To bolster the 1968 Fair Housing Act, we need a new “economic fair housing act” to prohibit or discourage local ordinances that unnecessarily exclude people from entire neighborhoods and their schools. Given political realities in Washington, we could begin with laws in friendly states and build toward a moment, sometime in the future, when the federal government would take on the issue.
In its strongest form such a law would ban unjustified and pervasive exclusionary zoning laws that prohibit townhouses or apartments in single-family areas or impose minimum lot sizes. These ordinances, Lee Anne Fennell of the University of Chicago Law School notes, have become “a central organizing feature in American metropolitan life.”
If we can’t achieve a ban, we should assess a penalty on municipalities that engage in discriminatory zoning, either by withholding infrastructure funds or limiting the tax deduction that homeowners in those towns can take for mortgage interest. At the same time, inclusionary zoning laws of the type used in Montgomery County are needed to promote mixed-income housing.
There would, of course, be fierce political and legal opposition from many property owners in exclusive neighborhoods who have enjoyed an unwarranted inflation of their home values through social engineering of a particularly pernicious stripe. Economists across the political spectrum agree that current exclusionary policies create an artificial scarcity of housing, driving up prices beyond what the market would naturally dictate.
Research finds that racial diversity lowers residential property values. Therefore, exclusionary zoning also unfairly increases the property values in white neighborhoods by reducing the number of minority residents.
The flip side of the equation is that modest drops in property values to genuine market levels will be a boon to young and minority purchasers, as the elimination of unfair government restrictions makes housing more affordable.
Wealthy property owners usually win in American politics, but not always, as an important 2010 vote in Massachusetts suggests.

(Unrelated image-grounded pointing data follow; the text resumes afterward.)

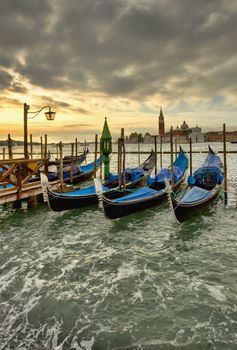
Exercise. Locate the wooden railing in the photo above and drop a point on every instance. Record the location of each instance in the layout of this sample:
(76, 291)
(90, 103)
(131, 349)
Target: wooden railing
(23, 174)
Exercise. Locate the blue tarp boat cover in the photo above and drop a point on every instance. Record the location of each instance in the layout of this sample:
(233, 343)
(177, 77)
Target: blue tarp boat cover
(210, 172)
(195, 194)
(82, 192)
(77, 170)
(131, 174)
(180, 165)
(143, 192)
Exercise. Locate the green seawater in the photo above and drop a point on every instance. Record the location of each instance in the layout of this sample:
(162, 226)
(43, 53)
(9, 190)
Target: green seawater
(75, 280)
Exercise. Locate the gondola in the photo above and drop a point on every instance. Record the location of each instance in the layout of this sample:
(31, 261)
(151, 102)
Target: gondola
(144, 197)
(79, 173)
(203, 187)
(59, 201)
(68, 159)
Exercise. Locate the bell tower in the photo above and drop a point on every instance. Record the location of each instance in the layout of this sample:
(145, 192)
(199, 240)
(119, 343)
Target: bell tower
(161, 123)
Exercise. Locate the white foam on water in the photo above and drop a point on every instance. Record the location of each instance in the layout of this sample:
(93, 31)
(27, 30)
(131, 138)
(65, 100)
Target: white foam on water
(216, 292)
(124, 271)
(137, 296)
(87, 344)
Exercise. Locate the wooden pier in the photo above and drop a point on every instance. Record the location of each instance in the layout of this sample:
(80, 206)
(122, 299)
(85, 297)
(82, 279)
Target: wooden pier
(20, 179)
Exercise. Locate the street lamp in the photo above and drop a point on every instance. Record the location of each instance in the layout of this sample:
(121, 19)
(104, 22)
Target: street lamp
(50, 115)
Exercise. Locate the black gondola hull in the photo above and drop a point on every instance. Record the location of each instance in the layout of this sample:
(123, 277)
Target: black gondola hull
(60, 203)
(183, 212)
(117, 210)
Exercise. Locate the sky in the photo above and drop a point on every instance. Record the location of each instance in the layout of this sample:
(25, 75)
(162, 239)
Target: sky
(120, 59)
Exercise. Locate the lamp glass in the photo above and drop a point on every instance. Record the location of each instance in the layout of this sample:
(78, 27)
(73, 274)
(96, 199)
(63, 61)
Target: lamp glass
(50, 115)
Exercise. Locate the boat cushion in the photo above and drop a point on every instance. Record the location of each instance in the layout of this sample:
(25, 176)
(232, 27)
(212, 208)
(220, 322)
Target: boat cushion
(82, 192)
(143, 192)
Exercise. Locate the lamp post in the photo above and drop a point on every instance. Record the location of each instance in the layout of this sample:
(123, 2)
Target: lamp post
(50, 115)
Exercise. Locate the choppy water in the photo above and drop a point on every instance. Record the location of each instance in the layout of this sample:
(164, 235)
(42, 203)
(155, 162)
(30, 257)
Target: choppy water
(74, 280)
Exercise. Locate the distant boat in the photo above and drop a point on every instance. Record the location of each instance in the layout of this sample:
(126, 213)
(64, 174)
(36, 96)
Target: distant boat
(59, 201)
(204, 186)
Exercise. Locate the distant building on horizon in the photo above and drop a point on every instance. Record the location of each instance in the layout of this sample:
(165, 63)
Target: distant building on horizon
(161, 123)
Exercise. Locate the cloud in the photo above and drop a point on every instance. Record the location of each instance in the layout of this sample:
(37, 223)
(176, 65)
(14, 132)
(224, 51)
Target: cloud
(173, 52)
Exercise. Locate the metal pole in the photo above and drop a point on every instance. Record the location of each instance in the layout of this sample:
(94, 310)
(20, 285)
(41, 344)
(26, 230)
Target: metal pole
(190, 156)
(225, 164)
(26, 108)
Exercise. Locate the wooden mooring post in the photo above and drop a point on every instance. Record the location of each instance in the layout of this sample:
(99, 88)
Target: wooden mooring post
(9, 144)
(155, 144)
(190, 157)
(138, 151)
(225, 165)
(176, 147)
(45, 146)
(96, 144)
(61, 165)
(161, 160)
(76, 149)
(41, 147)
(171, 157)
(31, 147)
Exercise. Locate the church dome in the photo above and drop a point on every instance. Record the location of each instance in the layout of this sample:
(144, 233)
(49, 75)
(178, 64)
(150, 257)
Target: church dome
(184, 125)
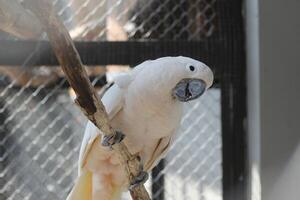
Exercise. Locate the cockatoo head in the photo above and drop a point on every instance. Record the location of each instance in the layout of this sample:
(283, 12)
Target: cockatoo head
(196, 78)
(186, 78)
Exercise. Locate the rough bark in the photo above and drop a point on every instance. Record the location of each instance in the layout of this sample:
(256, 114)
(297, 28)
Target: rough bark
(18, 21)
(87, 99)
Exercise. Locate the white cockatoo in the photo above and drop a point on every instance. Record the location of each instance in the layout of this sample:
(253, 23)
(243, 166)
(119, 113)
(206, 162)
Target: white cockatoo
(145, 107)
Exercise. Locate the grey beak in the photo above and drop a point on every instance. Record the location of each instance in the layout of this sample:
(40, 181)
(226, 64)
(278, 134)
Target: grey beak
(189, 89)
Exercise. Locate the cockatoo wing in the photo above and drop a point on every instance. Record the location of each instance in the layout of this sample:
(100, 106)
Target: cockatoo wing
(159, 152)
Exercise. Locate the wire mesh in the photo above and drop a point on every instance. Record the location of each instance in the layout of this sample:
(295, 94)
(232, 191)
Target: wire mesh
(41, 129)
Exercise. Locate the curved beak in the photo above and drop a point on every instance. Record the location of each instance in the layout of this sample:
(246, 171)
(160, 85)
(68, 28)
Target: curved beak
(189, 89)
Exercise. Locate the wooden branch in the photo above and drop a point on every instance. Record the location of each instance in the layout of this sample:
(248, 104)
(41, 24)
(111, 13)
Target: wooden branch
(18, 21)
(87, 98)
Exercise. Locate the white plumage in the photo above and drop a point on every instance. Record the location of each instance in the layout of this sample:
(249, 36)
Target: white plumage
(140, 104)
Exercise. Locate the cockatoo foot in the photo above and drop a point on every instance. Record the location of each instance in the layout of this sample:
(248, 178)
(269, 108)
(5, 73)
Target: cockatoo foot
(138, 180)
(110, 140)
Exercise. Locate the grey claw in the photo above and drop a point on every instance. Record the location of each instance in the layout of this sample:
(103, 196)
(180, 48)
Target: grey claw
(138, 180)
(110, 140)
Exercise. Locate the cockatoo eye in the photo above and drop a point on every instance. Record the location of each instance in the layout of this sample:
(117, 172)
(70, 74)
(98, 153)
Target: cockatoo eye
(192, 68)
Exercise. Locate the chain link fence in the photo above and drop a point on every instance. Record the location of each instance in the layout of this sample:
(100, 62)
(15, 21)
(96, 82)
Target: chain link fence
(41, 128)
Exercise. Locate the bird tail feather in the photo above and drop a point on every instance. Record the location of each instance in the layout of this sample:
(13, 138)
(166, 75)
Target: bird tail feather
(83, 189)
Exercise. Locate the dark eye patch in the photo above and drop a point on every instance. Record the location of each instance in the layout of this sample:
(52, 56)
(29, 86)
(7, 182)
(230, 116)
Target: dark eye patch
(192, 68)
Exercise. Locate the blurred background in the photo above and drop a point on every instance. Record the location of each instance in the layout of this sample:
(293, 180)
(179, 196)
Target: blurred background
(237, 142)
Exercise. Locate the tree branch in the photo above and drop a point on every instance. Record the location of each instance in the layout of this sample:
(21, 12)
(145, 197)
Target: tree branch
(18, 21)
(87, 98)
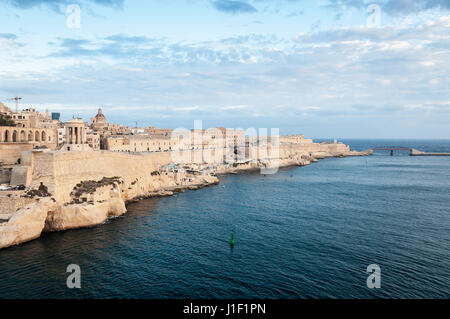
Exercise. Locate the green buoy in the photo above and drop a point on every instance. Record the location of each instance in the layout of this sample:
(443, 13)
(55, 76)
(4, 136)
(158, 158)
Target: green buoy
(232, 239)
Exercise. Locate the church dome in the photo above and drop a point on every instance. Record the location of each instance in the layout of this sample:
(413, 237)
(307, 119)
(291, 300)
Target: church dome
(4, 108)
(100, 117)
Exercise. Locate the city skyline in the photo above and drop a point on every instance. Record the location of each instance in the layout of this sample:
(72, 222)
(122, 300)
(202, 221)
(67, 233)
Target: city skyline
(324, 70)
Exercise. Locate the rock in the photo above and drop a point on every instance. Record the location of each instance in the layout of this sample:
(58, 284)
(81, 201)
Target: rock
(26, 224)
(84, 215)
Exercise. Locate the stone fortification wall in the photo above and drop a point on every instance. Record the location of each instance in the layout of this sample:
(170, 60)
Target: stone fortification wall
(10, 152)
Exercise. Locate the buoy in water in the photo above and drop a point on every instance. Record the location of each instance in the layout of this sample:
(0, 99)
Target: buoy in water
(232, 239)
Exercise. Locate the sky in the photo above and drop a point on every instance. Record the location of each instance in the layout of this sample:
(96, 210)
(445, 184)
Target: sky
(326, 69)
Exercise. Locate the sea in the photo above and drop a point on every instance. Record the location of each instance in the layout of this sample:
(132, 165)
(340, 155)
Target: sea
(305, 232)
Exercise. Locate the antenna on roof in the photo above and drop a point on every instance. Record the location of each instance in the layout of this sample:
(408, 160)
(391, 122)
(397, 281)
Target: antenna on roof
(17, 99)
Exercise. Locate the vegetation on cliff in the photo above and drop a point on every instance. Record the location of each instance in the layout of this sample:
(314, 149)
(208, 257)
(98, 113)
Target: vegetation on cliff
(89, 187)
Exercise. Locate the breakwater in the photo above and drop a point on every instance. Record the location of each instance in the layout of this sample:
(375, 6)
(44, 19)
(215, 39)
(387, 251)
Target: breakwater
(82, 189)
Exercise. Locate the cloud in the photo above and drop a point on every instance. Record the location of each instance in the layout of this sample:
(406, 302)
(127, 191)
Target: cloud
(8, 36)
(233, 6)
(57, 4)
(392, 7)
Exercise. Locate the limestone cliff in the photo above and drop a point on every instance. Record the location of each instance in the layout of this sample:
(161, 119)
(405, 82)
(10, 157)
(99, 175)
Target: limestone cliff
(26, 224)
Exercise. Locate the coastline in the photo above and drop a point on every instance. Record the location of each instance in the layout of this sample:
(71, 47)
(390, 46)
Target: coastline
(94, 201)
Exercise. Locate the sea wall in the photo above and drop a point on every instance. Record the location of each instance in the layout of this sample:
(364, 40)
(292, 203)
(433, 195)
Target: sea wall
(81, 189)
(10, 202)
(5, 175)
(11, 152)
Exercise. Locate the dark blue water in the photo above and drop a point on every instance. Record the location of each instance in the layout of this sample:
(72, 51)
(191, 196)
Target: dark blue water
(306, 232)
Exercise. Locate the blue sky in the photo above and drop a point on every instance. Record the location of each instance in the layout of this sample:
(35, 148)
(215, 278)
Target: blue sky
(322, 68)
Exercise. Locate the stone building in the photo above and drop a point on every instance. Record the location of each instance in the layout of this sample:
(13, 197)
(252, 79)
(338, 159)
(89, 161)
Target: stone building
(140, 143)
(31, 130)
(76, 136)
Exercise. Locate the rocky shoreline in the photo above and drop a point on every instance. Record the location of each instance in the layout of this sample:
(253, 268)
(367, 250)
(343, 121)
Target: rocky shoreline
(95, 202)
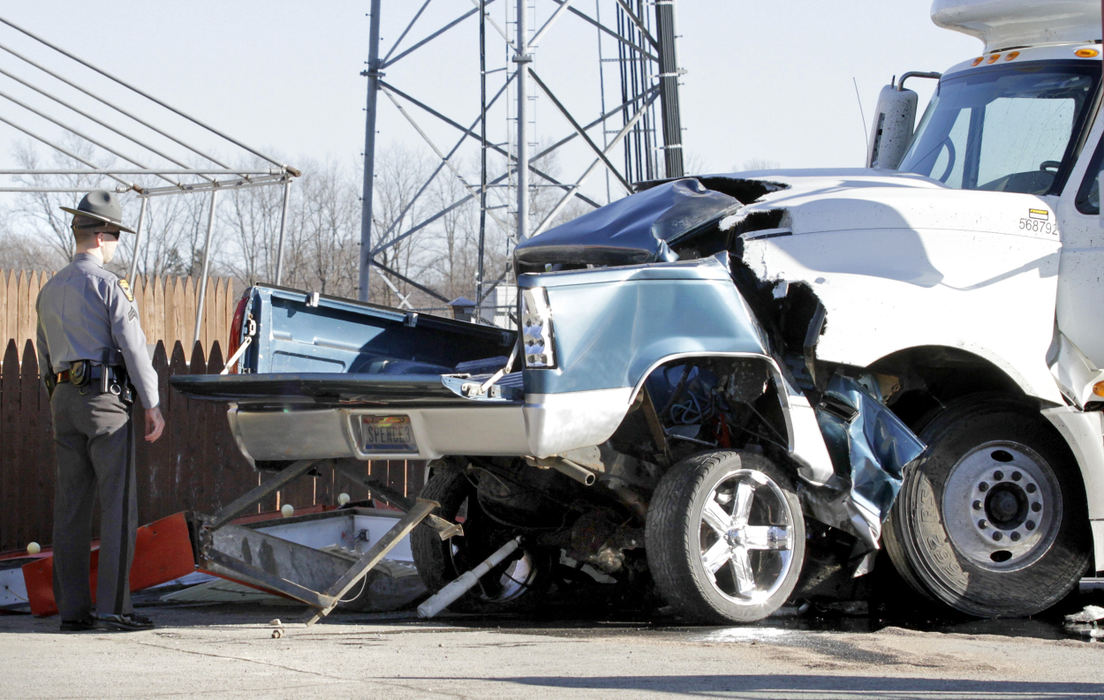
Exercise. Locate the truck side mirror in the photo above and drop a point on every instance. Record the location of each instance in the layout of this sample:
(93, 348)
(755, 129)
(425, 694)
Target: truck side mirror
(894, 120)
(1094, 198)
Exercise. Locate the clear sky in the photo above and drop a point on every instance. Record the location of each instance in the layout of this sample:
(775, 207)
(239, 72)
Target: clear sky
(765, 81)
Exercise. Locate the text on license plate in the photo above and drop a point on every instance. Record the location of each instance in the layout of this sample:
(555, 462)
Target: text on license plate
(386, 433)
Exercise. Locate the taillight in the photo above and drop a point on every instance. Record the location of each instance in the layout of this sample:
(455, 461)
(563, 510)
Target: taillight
(235, 331)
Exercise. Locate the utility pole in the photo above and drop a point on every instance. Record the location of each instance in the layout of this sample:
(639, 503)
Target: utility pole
(522, 60)
(365, 202)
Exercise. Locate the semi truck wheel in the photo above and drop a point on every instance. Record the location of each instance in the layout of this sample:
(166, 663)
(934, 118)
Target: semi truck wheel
(438, 561)
(991, 519)
(725, 538)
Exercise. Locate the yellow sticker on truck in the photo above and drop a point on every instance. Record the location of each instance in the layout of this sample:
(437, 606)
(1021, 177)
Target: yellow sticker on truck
(1039, 221)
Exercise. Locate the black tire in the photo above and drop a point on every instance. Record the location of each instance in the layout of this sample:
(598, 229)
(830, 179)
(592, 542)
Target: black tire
(990, 520)
(438, 561)
(746, 580)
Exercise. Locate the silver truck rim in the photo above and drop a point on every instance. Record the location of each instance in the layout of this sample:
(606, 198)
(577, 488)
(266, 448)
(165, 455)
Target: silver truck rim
(746, 537)
(1001, 506)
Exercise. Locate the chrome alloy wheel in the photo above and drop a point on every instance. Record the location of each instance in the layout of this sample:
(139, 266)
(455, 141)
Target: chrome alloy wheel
(1002, 506)
(746, 537)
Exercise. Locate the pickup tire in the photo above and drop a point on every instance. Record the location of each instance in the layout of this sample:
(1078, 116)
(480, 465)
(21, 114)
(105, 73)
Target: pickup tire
(990, 520)
(725, 538)
(439, 562)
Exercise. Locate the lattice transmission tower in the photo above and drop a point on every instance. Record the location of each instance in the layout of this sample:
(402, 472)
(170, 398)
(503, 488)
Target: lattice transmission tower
(527, 113)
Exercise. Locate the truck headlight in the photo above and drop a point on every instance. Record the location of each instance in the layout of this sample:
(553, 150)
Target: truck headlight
(537, 329)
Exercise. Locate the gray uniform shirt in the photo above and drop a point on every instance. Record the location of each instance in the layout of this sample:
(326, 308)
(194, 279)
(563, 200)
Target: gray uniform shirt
(86, 314)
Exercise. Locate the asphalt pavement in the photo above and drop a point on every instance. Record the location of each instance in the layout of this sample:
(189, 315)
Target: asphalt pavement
(251, 650)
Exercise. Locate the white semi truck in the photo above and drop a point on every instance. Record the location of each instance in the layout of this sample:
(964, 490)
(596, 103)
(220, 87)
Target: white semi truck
(719, 382)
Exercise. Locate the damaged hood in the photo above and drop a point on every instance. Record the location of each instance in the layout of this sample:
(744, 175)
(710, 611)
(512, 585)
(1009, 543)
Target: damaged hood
(630, 231)
(650, 225)
(819, 201)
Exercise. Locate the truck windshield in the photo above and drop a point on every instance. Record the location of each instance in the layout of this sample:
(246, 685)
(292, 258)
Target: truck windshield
(1010, 128)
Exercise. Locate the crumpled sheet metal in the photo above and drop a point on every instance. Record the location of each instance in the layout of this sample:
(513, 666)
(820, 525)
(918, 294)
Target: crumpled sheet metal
(634, 230)
(869, 447)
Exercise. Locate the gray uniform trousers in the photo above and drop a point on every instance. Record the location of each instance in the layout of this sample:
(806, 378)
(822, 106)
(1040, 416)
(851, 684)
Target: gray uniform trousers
(94, 439)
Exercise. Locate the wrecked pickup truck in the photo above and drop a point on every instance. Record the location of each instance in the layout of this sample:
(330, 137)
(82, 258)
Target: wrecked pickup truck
(720, 383)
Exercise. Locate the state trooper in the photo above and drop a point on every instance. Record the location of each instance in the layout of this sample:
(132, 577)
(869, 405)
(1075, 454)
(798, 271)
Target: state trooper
(93, 357)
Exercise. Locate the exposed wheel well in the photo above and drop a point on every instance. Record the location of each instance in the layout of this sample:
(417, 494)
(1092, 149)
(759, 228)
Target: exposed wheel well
(929, 378)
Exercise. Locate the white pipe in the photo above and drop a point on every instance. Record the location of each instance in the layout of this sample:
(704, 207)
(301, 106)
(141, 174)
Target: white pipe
(448, 595)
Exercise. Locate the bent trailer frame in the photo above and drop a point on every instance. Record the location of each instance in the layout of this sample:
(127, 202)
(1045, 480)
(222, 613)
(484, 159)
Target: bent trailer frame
(312, 576)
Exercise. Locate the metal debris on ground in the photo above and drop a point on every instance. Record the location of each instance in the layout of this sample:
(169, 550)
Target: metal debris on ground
(1086, 624)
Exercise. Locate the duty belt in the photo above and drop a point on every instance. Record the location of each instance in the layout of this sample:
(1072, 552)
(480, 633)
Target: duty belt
(110, 379)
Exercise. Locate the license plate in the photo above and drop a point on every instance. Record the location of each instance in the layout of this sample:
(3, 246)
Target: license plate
(386, 433)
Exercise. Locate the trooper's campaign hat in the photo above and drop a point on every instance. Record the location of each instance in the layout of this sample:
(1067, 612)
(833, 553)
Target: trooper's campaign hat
(97, 207)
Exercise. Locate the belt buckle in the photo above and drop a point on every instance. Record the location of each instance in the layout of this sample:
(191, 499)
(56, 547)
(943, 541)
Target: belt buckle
(80, 373)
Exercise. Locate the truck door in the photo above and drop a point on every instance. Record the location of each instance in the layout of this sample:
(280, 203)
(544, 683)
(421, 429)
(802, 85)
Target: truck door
(1080, 313)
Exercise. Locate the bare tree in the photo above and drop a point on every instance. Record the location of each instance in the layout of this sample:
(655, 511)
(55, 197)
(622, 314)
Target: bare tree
(39, 212)
(399, 207)
(324, 231)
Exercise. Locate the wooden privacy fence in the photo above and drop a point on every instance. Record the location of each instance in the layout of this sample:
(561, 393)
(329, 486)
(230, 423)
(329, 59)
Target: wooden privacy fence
(194, 466)
(166, 307)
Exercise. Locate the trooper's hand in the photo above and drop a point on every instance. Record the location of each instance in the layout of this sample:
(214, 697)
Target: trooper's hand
(155, 424)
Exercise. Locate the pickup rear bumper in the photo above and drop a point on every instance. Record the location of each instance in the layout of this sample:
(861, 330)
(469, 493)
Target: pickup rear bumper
(542, 426)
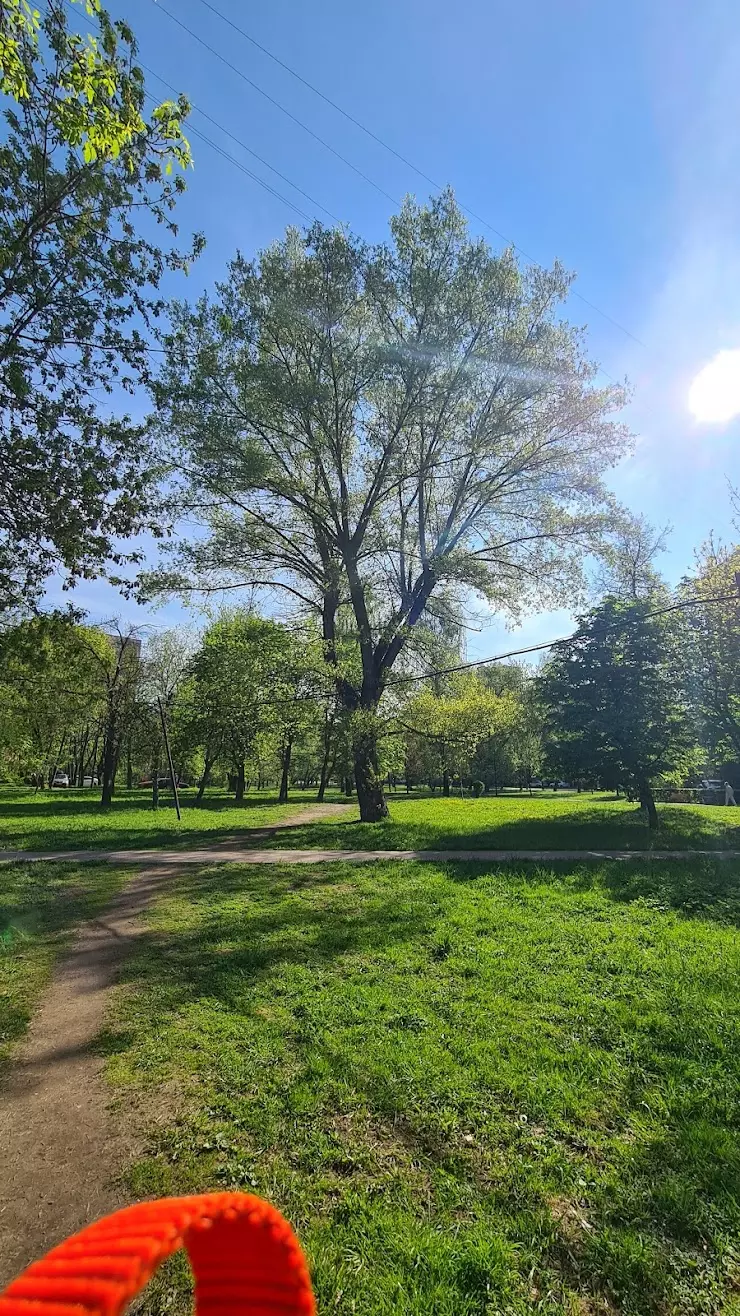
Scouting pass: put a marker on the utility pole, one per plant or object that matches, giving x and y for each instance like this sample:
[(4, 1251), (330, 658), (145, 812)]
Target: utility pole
[(169, 757)]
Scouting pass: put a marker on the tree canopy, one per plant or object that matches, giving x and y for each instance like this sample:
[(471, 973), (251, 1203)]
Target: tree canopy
[(383, 429), (618, 698), (79, 167)]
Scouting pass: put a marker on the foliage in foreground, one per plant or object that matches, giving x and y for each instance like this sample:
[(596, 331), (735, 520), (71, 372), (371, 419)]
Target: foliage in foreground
[(472, 1091), (84, 179)]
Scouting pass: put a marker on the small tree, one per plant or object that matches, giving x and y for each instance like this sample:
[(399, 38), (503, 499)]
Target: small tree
[(616, 698), (713, 653), (52, 694), (454, 725)]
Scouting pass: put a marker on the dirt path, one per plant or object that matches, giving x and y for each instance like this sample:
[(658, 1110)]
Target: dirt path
[(314, 813), (58, 1152), (232, 854)]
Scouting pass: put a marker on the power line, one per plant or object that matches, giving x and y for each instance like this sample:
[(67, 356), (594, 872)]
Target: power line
[(404, 159), (225, 154), (274, 101), (564, 640), (242, 144)]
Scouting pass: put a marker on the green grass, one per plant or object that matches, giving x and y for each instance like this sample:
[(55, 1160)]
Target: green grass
[(543, 821), (522, 823), (473, 1088), (40, 906), (57, 820)]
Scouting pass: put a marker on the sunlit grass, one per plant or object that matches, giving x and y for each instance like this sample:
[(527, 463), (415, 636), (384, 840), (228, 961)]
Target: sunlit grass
[(71, 819), (541, 821), (473, 1090)]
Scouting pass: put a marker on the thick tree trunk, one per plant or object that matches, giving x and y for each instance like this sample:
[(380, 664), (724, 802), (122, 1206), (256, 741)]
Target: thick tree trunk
[(285, 775), (370, 796), (648, 803), (207, 766), (108, 762), (327, 765)]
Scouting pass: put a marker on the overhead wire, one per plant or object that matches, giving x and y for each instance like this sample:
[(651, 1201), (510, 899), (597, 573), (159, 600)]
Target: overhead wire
[(561, 641), (404, 159), (273, 101)]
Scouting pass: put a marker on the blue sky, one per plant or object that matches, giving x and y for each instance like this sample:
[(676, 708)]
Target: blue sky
[(603, 134)]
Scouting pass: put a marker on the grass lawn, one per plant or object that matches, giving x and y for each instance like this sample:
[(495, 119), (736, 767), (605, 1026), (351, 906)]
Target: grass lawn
[(541, 821), (473, 1088), (40, 906), (57, 820)]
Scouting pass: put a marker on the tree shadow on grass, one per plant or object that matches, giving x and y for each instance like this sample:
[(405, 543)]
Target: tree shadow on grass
[(75, 820), (231, 948), (587, 829), (695, 887), (653, 1202), (40, 906)]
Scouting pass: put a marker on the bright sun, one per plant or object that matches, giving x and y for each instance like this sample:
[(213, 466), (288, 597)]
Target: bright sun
[(714, 395)]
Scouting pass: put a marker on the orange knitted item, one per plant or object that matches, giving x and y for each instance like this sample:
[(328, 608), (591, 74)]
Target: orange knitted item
[(245, 1260)]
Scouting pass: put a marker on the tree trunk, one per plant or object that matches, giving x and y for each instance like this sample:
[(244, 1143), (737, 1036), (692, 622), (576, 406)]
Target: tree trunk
[(324, 778), (370, 798), (286, 756), (648, 803), (109, 762), (207, 766)]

Back in 1969, the state passed an “anti-snob” zoning law that empowered state officials to alter local zoning laws in communities where less than 10 percent of housing stock was deemed affordable. In 2010, an effort to overturn the law through a statewide referendum was opposed by 58 percent of voters.
And, in this populist moment, it is possible that interesting alliances could coalesce around an economic fair housing act. On the left, civil rights groups, affordable housing advocates and antisprawl environmentalists could ally with groups on the right, including libertarians who oppose government regulation on principle and developers who chafe at restrictions on building density. Primary beneficiaries would include Republican working-class white constituencies and Democratic working-class communities of color. The statute would be in the classic tradition of anti-discrimination laws, yet would radically reorder an exclusionary system that has been widely accepted as given.
Just as it is shameful for government regulation to exclude people from neighborhoods on the basis of race, it is similarly deplorable for local governments to exclude entire groups of adults and children from communities on the basis of income. We can either make this problem better and integrate more fully or we can let it worsen and allow our society to disintegrate further.
Richard D. Kahlenberg, a senior fellow at the Century Foundation, is the author of “All Together Now: Creating Middle-Class Schools through Public School Choice” and a new report, “An Economic Fair Housing Act,” from which this essay is adapted.